15/1/25 Prices
Technical trade dominated the US futures markets overnight. Profit taking was a feature in the corn and soybean pits while wheat was dragged along for the ride, generally trending lower in the milling grades. Paris milling wheat was softer, shedding €2.75 / t in the March 25 slot, and €2.00 / t in the December 25 slot. Paris corn and rapeseed futures were also lower. Rapeseed back €4.00 / t on the nearby and €3.75 / t in the Feb 26 slot. Winnipeg canola was a follower of both Paris rapeseed and Chicago soybeans. Falling as much as it gained yesterday, down C$6.10 / t nearby and -C$2.10 / t for the Jan 26 slot.
The AUD is at 61.92 this morning, trading to a high of 62.01 very early in the session before slipping away and then mostly climbing back towards the opening value late in the session. Some analyst are calling the jump in the AUD a dead cat bounce, time will tell, but there are no underlying economic improvements to speak of that are fueling the AUD recovery at present. The next question I guess, is will the RBA cut rates in Feb as most think they will, it’s not a given.

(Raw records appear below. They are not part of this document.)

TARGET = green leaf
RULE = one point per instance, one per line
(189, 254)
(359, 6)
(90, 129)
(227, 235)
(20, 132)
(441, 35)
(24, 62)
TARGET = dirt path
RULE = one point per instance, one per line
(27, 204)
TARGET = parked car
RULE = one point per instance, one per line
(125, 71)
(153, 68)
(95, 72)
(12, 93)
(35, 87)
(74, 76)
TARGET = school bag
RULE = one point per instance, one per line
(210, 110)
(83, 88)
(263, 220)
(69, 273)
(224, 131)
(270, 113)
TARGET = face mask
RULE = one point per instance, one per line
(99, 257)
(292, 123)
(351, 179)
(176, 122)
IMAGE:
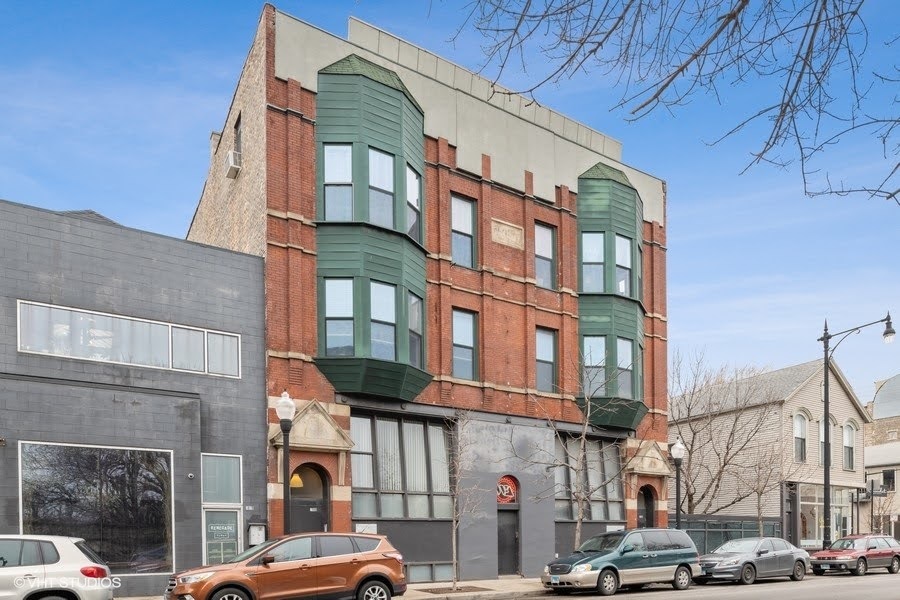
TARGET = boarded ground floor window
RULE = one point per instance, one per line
(118, 499)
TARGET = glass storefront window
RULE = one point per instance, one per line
(118, 499)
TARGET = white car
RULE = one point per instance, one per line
(53, 567)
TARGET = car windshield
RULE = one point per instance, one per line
(849, 543)
(601, 543)
(747, 545)
(251, 551)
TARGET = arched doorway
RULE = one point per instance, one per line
(646, 507)
(309, 499)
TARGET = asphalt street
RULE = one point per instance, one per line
(878, 585)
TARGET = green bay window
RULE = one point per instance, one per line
(413, 204)
(338, 179)
(592, 263)
(384, 321)
(339, 317)
(381, 189)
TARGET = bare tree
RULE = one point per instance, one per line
(722, 416)
(660, 53)
(581, 467)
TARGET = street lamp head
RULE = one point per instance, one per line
(285, 407)
(678, 450)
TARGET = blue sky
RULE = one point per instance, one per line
(109, 106)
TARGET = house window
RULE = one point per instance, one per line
(413, 204)
(544, 256)
(339, 317)
(463, 250)
(545, 355)
(338, 182)
(849, 443)
(463, 344)
(625, 358)
(400, 469)
(416, 328)
(592, 263)
(88, 335)
(118, 499)
(599, 480)
(381, 189)
(594, 361)
(623, 265)
(799, 438)
(384, 321)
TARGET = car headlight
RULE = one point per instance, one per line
(730, 562)
(581, 568)
(194, 578)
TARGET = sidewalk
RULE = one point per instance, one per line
(487, 589)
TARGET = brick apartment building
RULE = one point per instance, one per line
(432, 248)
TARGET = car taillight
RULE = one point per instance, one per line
(94, 572)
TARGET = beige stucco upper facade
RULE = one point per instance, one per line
(460, 106)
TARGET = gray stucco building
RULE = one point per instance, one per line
(132, 392)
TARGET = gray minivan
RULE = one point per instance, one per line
(635, 557)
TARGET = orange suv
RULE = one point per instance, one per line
(354, 566)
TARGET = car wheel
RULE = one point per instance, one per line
(682, 580)
(607, 583)
(373, 590)
(230, 594)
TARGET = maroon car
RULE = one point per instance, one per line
(857, 554)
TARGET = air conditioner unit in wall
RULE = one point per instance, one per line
(232, 164)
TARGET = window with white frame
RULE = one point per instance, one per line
(544, 256)
(849, 444)
(416, 329)
(381, 188)
(623, 265)
(545, 359)
(800, 423)
(338, 177)
(464, 344)
(463, 232)
(413, 204)
(89, 335)
(594, 366)
(400, 469)
(592, 277)
(625, 358)
(384, 321)
(339, 317)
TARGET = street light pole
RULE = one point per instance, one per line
(285, 409)
(826, 427)
(678, 451)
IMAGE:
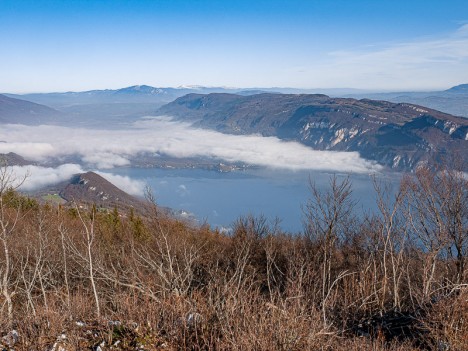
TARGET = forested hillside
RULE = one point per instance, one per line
(75, 279)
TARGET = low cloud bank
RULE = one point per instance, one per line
(30, 178)
(130, 186)
(36, 177)
(110, 148)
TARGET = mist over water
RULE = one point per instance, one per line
(220, 198)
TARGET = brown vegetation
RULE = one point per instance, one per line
(397, 280)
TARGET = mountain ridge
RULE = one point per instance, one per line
(397, 135)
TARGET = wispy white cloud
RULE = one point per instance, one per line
(30, 178)
(110, 148)
(425, 63)
(36, 177)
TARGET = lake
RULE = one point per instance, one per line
(220, 198)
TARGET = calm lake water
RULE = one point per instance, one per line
(220, 198)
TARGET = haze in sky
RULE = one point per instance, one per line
(369, 44)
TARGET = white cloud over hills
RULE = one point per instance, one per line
(104, 149)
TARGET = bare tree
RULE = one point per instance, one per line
(328, 215)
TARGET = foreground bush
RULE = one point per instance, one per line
(77, 280)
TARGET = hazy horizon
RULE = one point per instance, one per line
(52, 46)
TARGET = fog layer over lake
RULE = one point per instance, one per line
(220, 198)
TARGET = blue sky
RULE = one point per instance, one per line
(369, 44)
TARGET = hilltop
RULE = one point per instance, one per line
(397, 135)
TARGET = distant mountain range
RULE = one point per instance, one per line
(398, 135)
(453, 100)
(25, 112)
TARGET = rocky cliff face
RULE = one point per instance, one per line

World cash grain values were mostly flat to lower. The AUD is having as big an impact on conversions as what any move in origin currency grain values is having. US Pacific Northwest cash values were generally back AUD$2.00 to AUD$4.00 compared to yesterdays conversion. With local markets shedding AUD$7.00 worth of basis yesterday there’s no real reason for local prices to follow this move lower. Since when has that stopped a good slaughtering of cash bids though. Russian, Ukraine, French and Argentine bids, in AUD / tonne, compared to yesterdays conversions, are all lower by a couple of bucks or less.
There are no fundamental issues that are likely to have a major impact on world wheat values between now and next months USDA report. The short term looks very sideways with more influence from currency fluctuations and political intervention, or should I say political interruption, in the grain market.